Lorentzen T, Nolsøe C P, Adamsen S
Department of Radiology, Section for Ultrasound, and Department of Gastrointestinal Surgery, Copenhagen University Hospital at Herlev, Herlev, Denmark.
Acta Radiol. 2007 Feb;48(1):13-9. doi: 10.1080/02841850601045120.
To evaluate the effectiveness and safety of percutaneous radiologic gastrostomy (PRG) under ultrasonographic (US) and fluoroscopic guidance using a simplified gastropexy technique.
One hundred and fifty-four (154) patients (mean age 73, range 22-93 years) were referred for PRG. Indication for PRG was neurologic disease, head/neck cancer, and other disease in 73%, 15%, and 12%, respectively. Initially, the stomach was filled with 300-500 cm3 of tap water via a nasogastric tube. The fluid-filled stomach was punctured under US guidance. A guidewire and a single T-fastener were introduced. Under fluoroscopic guidance, the tract was dilated over the guidewire until a 16F dilator with a peel-away sheath could be introduced. During dilatation, the external suture string to the T-fastener was held tight to fixate the gastric wall. A 14F balloon-retained gastrostomy tube was introduced and inflated. The T-fastener was then released, and the gastrostomy tube was retracted gently to affix the gastric wall to the abdominal wall (tube gastropexy).
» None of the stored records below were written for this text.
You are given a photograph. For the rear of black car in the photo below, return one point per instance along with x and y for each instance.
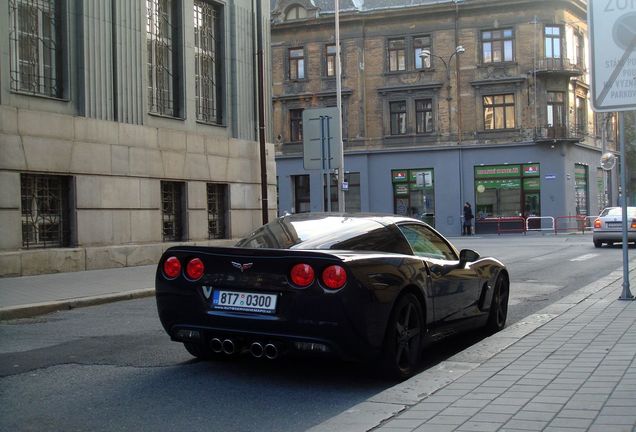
(230, 300)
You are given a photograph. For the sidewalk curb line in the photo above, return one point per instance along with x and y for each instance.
(35, 309)
(378, 409)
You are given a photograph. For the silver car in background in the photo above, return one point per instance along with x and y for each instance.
(608, 226)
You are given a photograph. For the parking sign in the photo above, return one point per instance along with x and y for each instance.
(612, 25)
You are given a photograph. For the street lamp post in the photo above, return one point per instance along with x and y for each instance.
(426, 54)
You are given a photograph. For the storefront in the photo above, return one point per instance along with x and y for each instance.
(506, 191)
(414, 193)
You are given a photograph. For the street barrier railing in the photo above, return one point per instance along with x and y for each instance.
(542, 226)
(569, 223)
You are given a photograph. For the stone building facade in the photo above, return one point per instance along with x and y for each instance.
(126, 127)
(443, 102)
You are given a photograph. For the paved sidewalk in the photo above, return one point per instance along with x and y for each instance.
(571, 367)
(26, 296)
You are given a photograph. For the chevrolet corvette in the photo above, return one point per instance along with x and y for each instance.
(374, 288)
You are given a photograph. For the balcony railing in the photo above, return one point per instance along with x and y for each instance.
(574, 132)
(559, 65)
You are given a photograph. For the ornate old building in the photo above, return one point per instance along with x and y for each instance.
(485, 101)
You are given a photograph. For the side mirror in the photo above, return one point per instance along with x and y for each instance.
(466, 256)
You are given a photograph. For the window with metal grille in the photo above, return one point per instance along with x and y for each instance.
(35, 47)
(296, 62)
(296, 125)
(162, 52)
(398, 117)
(207, 61)
(45, 210)
(497, 46)
(499, 111)
(424, 115)
(172, 210)
(217, 211)
(397, 55)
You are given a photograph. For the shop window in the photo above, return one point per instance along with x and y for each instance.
(414, 194)
(296, 63)
(35, 48)
(302, 200)
(499, 111)
(506, 191)
(552, 39)
(163, 54)
(296, 125)
(172, 210)
(352, 193)
(208, 61)
(217, 210)
(397, 55)
(397, 114)
(424, 115)
(45, 210)
(497, 46)
(421, 44)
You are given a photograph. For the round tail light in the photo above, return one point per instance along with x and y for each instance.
(334, 277)
(302, 275)
(195, 269)
(172, 267)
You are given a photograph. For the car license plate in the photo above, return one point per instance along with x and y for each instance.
(244, 302)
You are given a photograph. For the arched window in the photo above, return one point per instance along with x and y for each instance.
(295, 12)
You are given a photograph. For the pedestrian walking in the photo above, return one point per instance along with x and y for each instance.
(468, 219)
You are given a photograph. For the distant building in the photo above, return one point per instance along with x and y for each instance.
(485, 101)
(126, 127)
Technical success was assured by aspiration of gastric fluid and fluoroscopically by injection of a water-soluble contrast medium.
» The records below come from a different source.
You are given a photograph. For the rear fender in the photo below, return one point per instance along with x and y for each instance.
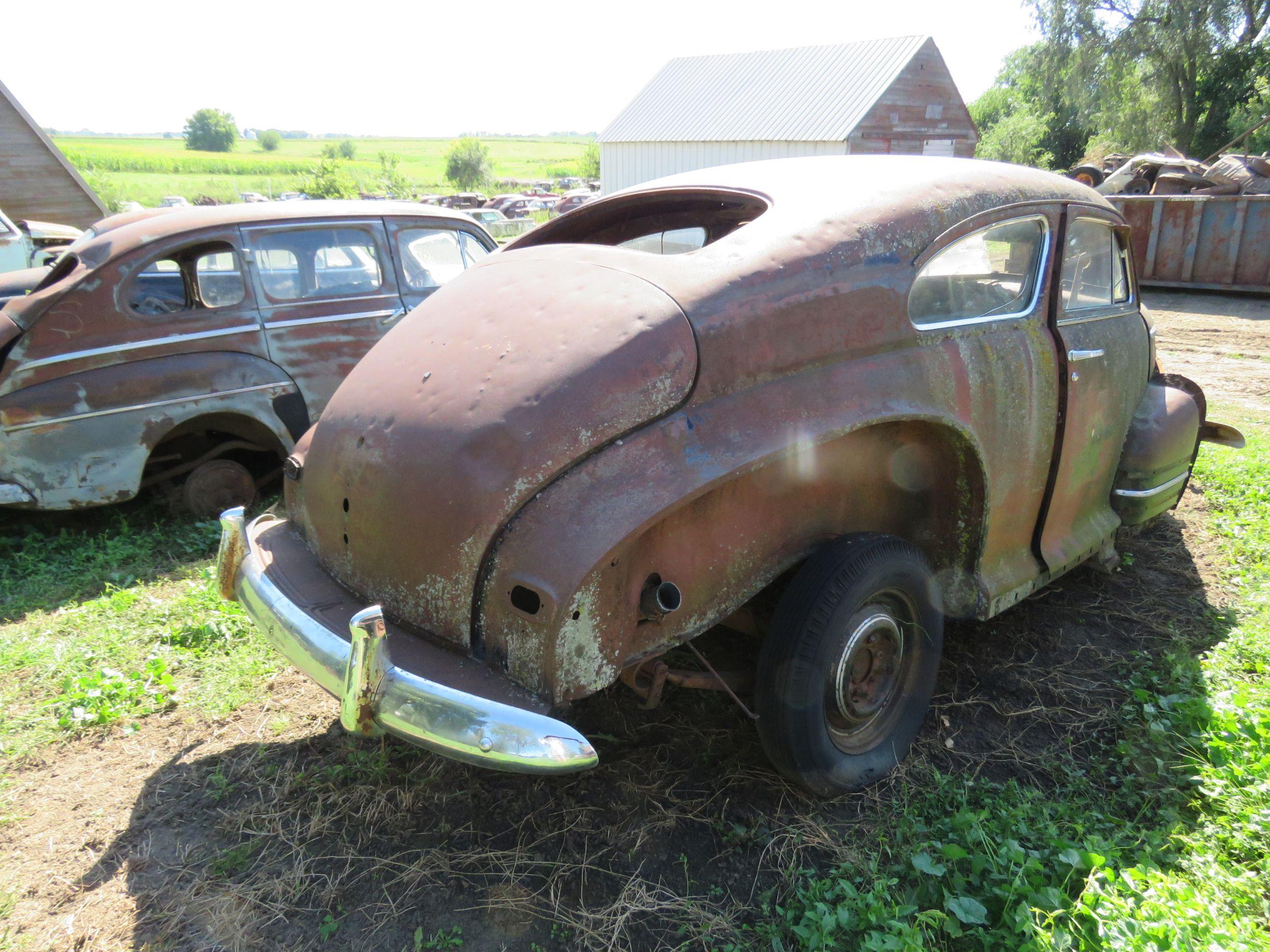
(84, 438)
(663, 504)
(1161, 447)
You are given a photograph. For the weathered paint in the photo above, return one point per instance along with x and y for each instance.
(515, 436)
(89, 389)
(1221, 243)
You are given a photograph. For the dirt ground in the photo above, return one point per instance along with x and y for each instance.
(272, 829)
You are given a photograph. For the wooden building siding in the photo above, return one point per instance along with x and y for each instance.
(918, 113)
(36, 181)
(921, 105)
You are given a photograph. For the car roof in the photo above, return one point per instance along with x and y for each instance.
(148, 226)
(850, 183)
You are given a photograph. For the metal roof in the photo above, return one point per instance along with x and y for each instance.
(806, 94)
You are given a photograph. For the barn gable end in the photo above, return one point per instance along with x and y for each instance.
(36, 179)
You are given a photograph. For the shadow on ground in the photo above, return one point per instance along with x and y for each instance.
(680, 834)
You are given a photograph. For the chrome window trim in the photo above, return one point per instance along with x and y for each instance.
(1042, 266)
(1155, 490)
(138, 346)
(329, 318)
(73, 418)
(1117, 306)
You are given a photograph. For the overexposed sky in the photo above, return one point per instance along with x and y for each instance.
(395, 68)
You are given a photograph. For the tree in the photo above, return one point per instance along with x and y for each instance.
(210, 131)
(468, 163)
(328, 181)
(1189, 59)
(588, 167)
(394, 182)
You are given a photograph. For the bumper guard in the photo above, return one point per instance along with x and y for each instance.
(375, 696)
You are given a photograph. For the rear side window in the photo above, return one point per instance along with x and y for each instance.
(1095, 267)
(159, 288)
(318, 263)
(989, 275)
(430, 257)
(219, 280)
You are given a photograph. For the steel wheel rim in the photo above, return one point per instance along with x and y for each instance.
(865, 681)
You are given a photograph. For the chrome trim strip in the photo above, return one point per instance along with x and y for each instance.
(1042, 267)
(1065, 321)
(328, 319)
(17, 427)
(1155, 491)
(436, 716)
(138, 346)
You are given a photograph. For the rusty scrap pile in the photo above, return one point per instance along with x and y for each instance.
(1170, 173)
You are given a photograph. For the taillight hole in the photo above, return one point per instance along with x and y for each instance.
(526, 600)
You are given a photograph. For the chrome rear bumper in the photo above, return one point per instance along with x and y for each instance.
(376, 696)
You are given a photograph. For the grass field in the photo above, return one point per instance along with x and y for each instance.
(1095, 775)
(148, 169)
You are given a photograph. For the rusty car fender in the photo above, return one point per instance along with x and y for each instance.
(84, 438)
(720, 513)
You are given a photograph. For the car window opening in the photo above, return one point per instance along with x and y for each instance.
(990, 273)
(669, 224)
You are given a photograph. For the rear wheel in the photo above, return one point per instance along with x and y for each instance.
(217, 485)
(1089, 176)
(847, 671)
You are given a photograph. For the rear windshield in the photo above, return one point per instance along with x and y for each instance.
(657, 222)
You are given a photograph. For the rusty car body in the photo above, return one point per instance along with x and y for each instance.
(199, 343)
(663, 412)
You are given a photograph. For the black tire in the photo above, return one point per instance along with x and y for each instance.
(217, 485)
(1089, 174)
(846, 674)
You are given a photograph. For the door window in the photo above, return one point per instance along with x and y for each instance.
(219, 280)
(318, 263)
(473, 249)
(1095, 267)
(430, 257)
(989, 275)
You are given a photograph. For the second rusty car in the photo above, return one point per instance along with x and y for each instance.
(195, 347)
(747, 386)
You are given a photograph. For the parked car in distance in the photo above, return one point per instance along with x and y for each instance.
(17, 283)
(682, 404)
(464, 200)
(498, 224)
(575, 200)
(194, 347)
(26, 244)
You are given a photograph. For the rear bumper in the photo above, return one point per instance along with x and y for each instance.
(380, 697)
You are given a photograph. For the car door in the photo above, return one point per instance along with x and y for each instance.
(428, 253)
(327, 293)
(1103, 361)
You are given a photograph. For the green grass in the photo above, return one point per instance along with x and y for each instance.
(1165, 844)
(148, 169)
(113, 620)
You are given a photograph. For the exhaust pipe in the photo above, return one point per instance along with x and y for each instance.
(659, 598)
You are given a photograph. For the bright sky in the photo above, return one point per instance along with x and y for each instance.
(426, 69)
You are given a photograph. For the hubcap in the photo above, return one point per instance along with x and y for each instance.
(867, 677)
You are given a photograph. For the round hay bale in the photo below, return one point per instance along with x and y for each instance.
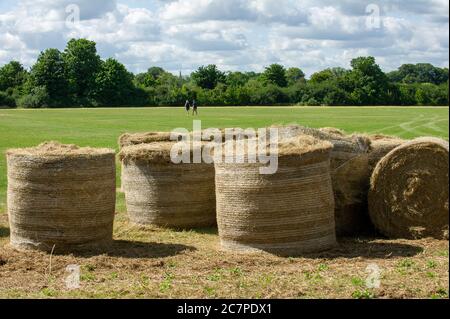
(165, 194)
(332, 130)
(287, 213)
(349, 174)
(408, 195)
(128, 139)
(380, 146)
(60, 196)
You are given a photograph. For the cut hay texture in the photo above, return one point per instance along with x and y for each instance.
(380, 146)
(60, 196)
(287, 213)
(162, 193)
(349, 173)
(408, 195)
(129, 139)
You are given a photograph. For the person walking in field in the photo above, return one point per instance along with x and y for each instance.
(187, 106)
(194, 108)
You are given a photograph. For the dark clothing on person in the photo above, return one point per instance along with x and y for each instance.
(194, 108)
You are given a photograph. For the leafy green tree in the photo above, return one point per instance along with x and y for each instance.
(369, 83)
(419, 73)
(113, 84)
(207, 77)
(12, 75)
(321, 76)
(275, 74)
(49, 74)
(37, 97)
(293, 75)
(236, 79)
(82, 65)
(6, 100)
(156, 72)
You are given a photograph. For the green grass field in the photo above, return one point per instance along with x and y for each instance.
(102, 127)
(151, 262)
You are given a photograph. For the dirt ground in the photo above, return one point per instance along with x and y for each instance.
(147, 262)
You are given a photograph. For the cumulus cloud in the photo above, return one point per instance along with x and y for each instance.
(234, 34)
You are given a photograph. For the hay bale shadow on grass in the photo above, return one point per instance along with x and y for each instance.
(368, 247)
(134, 249)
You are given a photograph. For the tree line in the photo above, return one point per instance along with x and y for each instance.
(78, 77)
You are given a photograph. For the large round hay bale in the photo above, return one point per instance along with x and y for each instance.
(380, 146)
(162, 193)
(349, 174)
(289, 212)
(60, 196)
(128, 139)
(408, 195)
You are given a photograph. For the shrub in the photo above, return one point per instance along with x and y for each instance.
(7, 100)
(38, 97)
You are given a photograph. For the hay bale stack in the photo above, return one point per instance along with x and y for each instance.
(60, 195)
(349, 174)
(408, 195)
(165, 194)
(289, 212)
(129, 139)
(332, 130)
(380, 146)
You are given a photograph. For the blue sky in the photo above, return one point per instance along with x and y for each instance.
(180, 35)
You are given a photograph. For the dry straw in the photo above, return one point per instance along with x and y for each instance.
(162, 193)
(380, 146)
(60, 196)
(289, 212)
(349, 173)
(408, 195)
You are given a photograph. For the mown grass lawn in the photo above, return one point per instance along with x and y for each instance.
(153, 262)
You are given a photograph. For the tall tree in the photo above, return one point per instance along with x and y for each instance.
(369, 83)
(49, 73)
(419, 73)
(275, 74)
(82, 63)
(208, 77)
(113, 84)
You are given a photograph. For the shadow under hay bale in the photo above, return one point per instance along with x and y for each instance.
(287, 213)
(349, 174)
(408, 196)
(60, 197)
(162, 193)
(368, 248)
(135, 250)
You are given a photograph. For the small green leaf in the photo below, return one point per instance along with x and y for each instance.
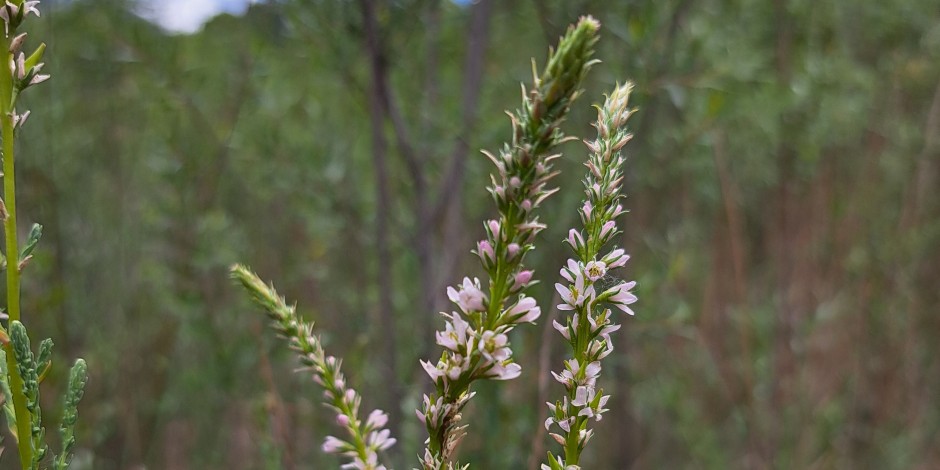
(35, 57)
(34, 235)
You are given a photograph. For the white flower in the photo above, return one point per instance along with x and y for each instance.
(454, 335)
(525, 310)
(575, 295)
(575, 240)
(377, 419)
(623, 296)
(595, 270)
(380, 440)
(583, 395)
(504, 372)
(493, 346)
(333, 445)
(616, 258)
(562, 329)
The primary technical success rate was 98%. At 30-day follow-up, 3.2% had major complications and 14% minor complications. Three patients (1.9%) died of complications related to the procedure. Thirteen cases (8%) of simple tube displacement without other complications occurred.
PRG guided by US and fluoroscopy is a relatively safe technique with a high success rate, provided the stomach can be properly distended with fluid. However, tube gastropexy alone does not seem to protect against early dislodgement.
评估在超声(US)和荧光镜引导下使用简化胃固定技术进行经皮放射学胃造口术(PRG)的有效性和安全性。
154例患者(平均年龄73岁,范围22 - 93岁)接受PRG治疗。PRG的适应证分别为神经系统疾病、头颈部癌和其他疾病,各占73%、15%和12%。最初,通过鼻胃管向胃内注入300 - 500 cm³的自来水。在超声引导下穿刺充满液体的胃。引入导丝和单个T形紧固件。在荧光镜引导下,沿导丝扩张通道,直至可引入带有可剥离鞘的16F扩张器。扩张过程中,将T形紧固件的外部缝合线拉紧以固定胃壁。引入14F球囊保留胃造口管并充气。然后松开T形紧固件,轻轻回撤胃造口管以将胃壁固定于腹壁(管胃固定术)。通过抽吸胃液和荧光镜下注射水溶性造影剂确保技术成功。
主要技术成功率为98%。在30天随访时,3.2%发生严重并发症,14%发生轻微并发症。3例患者(1.9%)死于与手术相关的并发症。发生13例(8%)单纯导管移位且无其他并发症。
在超声和荧光镜引导下的PRG是一种相对安全且成功率高的技术,前提是胃能够用液体适当扩张。然而,单纯的管胃固定术似乎不能防止早期移位。